“Don’t be absurd,” Edmund said. “I have talked to her several times, and she understands the choice I have made. She may not agree with it, but she trusts me to make the right decision.”
“Nonsense, she has locked herself in her room and refuses to come out until you fix this abomination you’ve subjected yourself to.” Sir Richard’s voice pitched up an octave higher.
“This abomination, as you call it, helped me satisfy the proclamation put in place by my father.”
“The bloody hell it did!” The man paused to thrust a finger in Abby’s direction. “Who is she, Edmund? A shopkeeper’s daughter? From what I’ve heard, her roots are rotted with dishonor and lawlessness. Believe me, I’ve done the research. The Duke of Dangleon, indeed.”
Edmund felt Abby stiffen behind him, a strangling noise coming from deep in her throat. He held her back, although the sight of her impaling the man with her phone did tempt Edmund to let go.
“She has more honor and legitimacy in her little pinky than you have in your entire being.”
Like most Rushwoods, Sir Richard was a petty man who believed wealth and status were interchangeable. Even if the title and everything associated with it passed to him, he’d still have to explain Abby’s tainted bloodline and its association with a Rushwood.
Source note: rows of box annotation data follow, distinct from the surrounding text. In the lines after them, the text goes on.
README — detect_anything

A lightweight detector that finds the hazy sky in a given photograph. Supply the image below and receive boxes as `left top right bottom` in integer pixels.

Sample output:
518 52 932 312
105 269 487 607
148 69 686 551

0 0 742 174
It was a burden Edmund was certain the man would not choose easily.
“I foresaw your irresponsible ways long before you did and have taken the liberty to announce the wedding of you to our cousin, Blaire. It is to take place in two weeks. This way, you retain your wealth, land and title, exactly what your father wanted for you.”
Abby’s hand began to shake inside Edmund’s. He’d forgotten about Blaire. He liked the woman, but he’d be damned if he’d marry her. Infuriated at the circumstance, he stared at Sir Richard. He was the devil. Whatever fake concern he showed for Edmund’s mother was due to obtaining the Rushwood title and Danwick Manor all to himself.
In the charged lull, Kendra chose that moment to wiggle in between the two of them.
“Please allow me to introduce myself, sir,” she said toward Sir Richard. Edmund thought he saw the man’s long nose draw in a half centimeter.
“I am Kendra Pendleton and my daughter”—she reached back to shove Zella in front of her—“Zella Pendleton possesses the lineage you seek. Edmund can marry her.”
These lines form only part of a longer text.